Serrano bought the Ionescu jersey as soon as it became available in November, wearing it to a book signing in Portland. “People were excited,” he says. “It’s a sign of respect. I think ultimately that’s what having a jersey, wearing a jersey is.” The message is deeper for Oregon fan Henry Ammann, who last April started an online petition asking Nike to sell Oregon women’s team jerseys. “As a man, I’m proud to represent the fight for equality not just in sports but the workplace and life and every other aspect,” he says.
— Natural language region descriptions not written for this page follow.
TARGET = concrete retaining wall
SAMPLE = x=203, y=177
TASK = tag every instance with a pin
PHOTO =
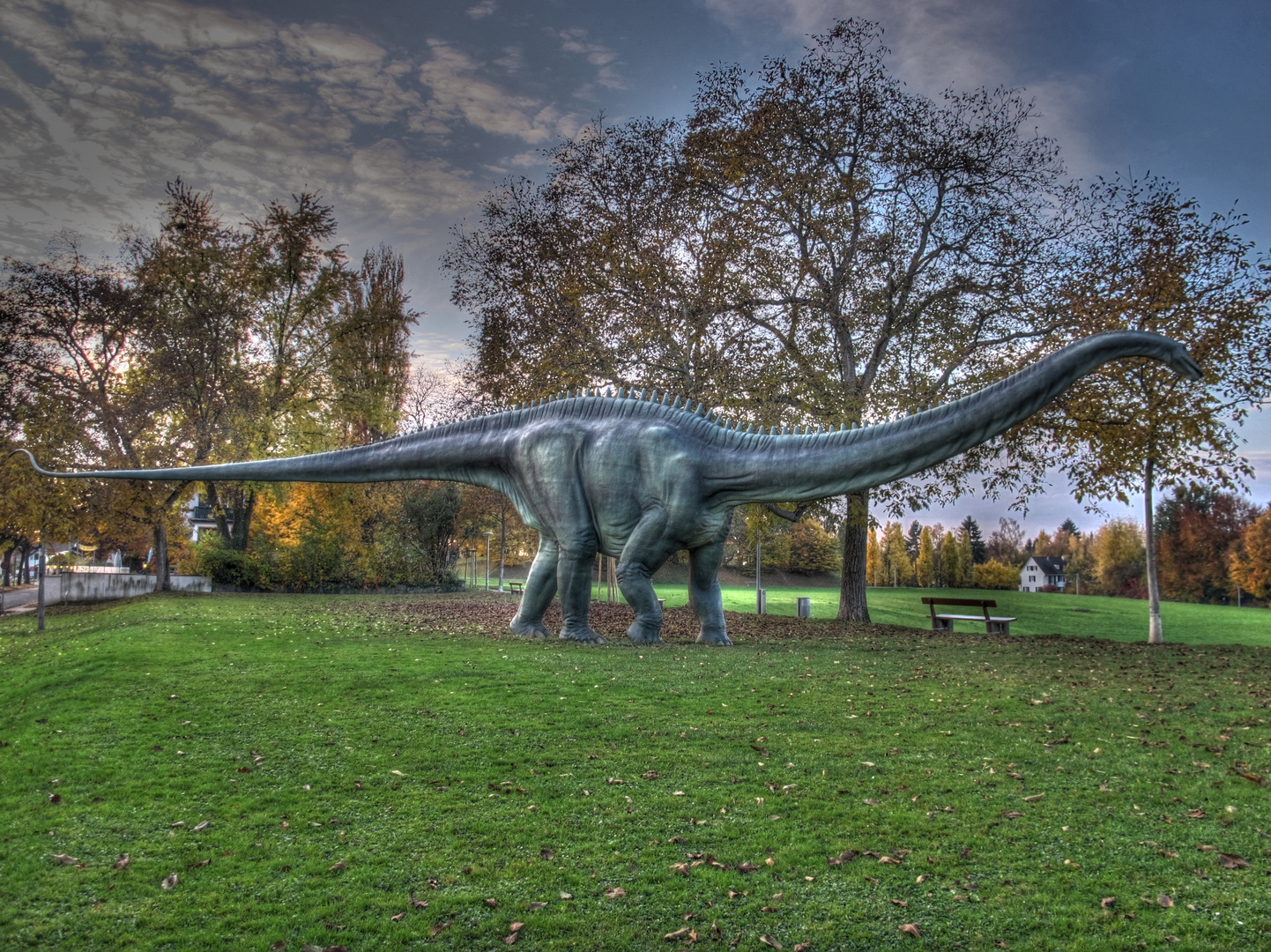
x=100, y=587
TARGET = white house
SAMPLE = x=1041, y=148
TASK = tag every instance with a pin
x=1040, y=571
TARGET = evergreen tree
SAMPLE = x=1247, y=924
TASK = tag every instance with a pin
x=951, y=562
x=971, y=529
x=925, y=566
x=897, y=567
x=911, y=539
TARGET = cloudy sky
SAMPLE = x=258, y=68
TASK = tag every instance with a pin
x=402, y=114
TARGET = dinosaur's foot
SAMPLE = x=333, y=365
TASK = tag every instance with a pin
x=644, y=633
x=715, y=636
x=583, y=636
x=529, y=629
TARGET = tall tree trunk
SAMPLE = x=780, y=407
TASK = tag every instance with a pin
x=243, y=511
x=856, y=546
x=502, y=541
x=163, y=583
x=223, y=524
x=1155, y=633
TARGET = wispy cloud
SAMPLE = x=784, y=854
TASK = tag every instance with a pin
x=112, y=98
x=603, y=57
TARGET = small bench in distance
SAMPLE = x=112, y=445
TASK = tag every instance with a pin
x=945, y=623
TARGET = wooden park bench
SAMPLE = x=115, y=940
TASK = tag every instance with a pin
x=945, y=623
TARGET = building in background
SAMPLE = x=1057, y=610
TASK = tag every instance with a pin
x=1043, y=572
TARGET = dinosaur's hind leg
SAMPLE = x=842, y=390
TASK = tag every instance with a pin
x=574, y=576
x=539, y=589
x=644, y=552
x=706, y=595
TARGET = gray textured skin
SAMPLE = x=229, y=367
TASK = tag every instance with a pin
x=641, y=477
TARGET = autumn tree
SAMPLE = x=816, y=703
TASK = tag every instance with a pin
x=1196, y=531
x=1251, y=558
x=1150, y=261
x=75, y=330
x=815, y=244
x=951, y=562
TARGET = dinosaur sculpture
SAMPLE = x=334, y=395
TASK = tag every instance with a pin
x=641, y=477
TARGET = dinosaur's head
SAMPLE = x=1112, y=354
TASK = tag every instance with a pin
x=1182, y=364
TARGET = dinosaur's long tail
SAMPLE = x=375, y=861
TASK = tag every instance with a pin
x=817, y=466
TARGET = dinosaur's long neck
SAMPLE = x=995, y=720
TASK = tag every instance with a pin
x=465, y=451
x=793, y=468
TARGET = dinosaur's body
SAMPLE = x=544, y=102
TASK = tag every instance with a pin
x=642, y=477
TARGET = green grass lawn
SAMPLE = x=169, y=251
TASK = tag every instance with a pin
x=1037, y=613
x=346, y=751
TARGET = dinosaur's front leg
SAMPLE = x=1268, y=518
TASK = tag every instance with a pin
x=574, y=576
x=706, y=595
x=646, y=549
x=539, y=589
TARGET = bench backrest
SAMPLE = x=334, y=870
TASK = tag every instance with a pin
x=983, y=604
x=977, y=603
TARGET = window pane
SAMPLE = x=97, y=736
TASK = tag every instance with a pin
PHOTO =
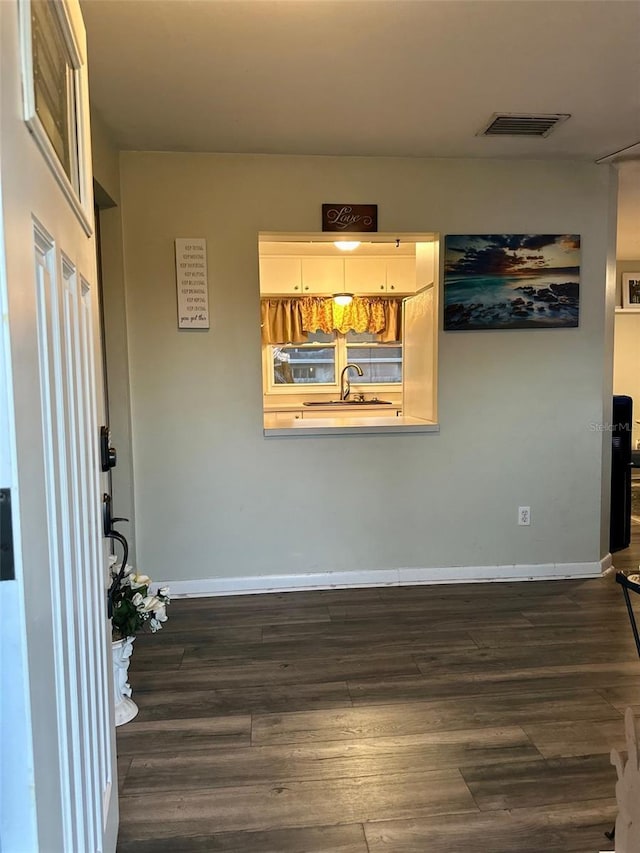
x=303, y=365
x=53, y=82
x=379, y=363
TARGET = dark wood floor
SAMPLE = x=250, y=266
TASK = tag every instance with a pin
x=472, y=718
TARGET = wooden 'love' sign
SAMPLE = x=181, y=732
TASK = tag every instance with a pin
x=349, y=217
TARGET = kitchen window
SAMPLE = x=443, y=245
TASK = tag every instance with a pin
x=319, y=362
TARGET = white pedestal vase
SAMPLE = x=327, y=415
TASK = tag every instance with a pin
x=125, y=708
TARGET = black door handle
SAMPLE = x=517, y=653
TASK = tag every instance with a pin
x=110, y=533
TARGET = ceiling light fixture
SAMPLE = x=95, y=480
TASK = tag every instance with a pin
x=343, y=298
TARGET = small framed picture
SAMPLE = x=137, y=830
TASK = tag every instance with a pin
x=631, y=291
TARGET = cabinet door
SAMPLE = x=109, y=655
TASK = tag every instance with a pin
x=322, y=275
x=365, y=275
x=401, y=275
x=280, y=275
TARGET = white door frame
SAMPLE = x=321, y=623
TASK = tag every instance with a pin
x=58, y=790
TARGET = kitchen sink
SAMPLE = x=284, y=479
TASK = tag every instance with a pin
x=350, y=403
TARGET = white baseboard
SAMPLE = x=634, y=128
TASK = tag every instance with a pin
x=382, y=577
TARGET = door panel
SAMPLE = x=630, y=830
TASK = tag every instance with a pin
x=54, y=400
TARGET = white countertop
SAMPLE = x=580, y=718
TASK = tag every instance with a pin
x=297, y=407
x=345, y=425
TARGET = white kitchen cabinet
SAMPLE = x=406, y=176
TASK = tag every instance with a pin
x=281, y=275
x=322, y=275
x=380, y=275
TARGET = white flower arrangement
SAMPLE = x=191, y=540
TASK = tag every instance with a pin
x=132, y=605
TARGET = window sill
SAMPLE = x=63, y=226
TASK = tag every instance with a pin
x=346, y=425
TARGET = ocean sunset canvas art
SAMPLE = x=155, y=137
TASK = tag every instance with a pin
x=511, y=281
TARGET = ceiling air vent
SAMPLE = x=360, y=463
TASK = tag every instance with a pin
x=523, y=124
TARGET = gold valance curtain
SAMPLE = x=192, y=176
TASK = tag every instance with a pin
x=287, y=321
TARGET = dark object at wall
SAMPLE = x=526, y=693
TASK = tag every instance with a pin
x=621, y=464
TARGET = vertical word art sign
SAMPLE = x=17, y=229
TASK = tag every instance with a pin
x=192, y=284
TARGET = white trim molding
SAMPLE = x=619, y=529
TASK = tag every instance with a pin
x=382, y=577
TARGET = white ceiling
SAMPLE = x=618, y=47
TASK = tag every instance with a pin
x=365, y=77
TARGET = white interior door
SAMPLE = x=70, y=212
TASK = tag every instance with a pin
x=59, y=792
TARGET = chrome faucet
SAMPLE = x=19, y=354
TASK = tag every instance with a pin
x=345, y=385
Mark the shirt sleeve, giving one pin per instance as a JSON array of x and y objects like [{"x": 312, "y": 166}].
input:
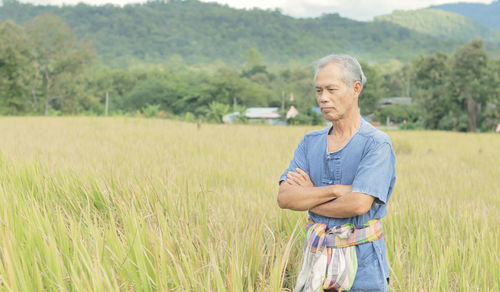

Foudy saw the need for Ionescu’s tweet as another instance of the sports industry disregarding the obvious desire for women’s team apparel. To her, the sight of a boy or man in a woman’s jersey just feels natural: “My son used to rock a [Abby] Wambach jersey back in the day and [Megan] Rapinoe Camisetas futbol Baratas,” she says. “And it’s cool.” And even with Ionescu and women’s national soccer team jerseys for sale, the shortages indicate the brands and leagues are still lagging behind fan interest. “I don’t know why there’s such a hesitation, if it’s an unconscious bias or just an unwillingness to accept this is a market we’re not tapping into, and I love that we’re seeing that there’s another side to it,” she says.
Nike has another opportunity this month to meet the rising demand of women’s sports fans. The virtual WNBA Draft is scheduled for April 17, and Ionescu will likely be the No. 1 pick of the New York Liberty, placing the biggest women’s basketball star in the biggest market. Even as a pandemic has put professional sports on pause, men are already anxiously waiting to buy her pro jersey—and hoping it won’t sell out in two hours again.
Mark Dent is a journalist in Texas with the Fort Worth Star-Telegram. His work has also appeared in The New York Times, Vox, Texas Monthly and elsewhere.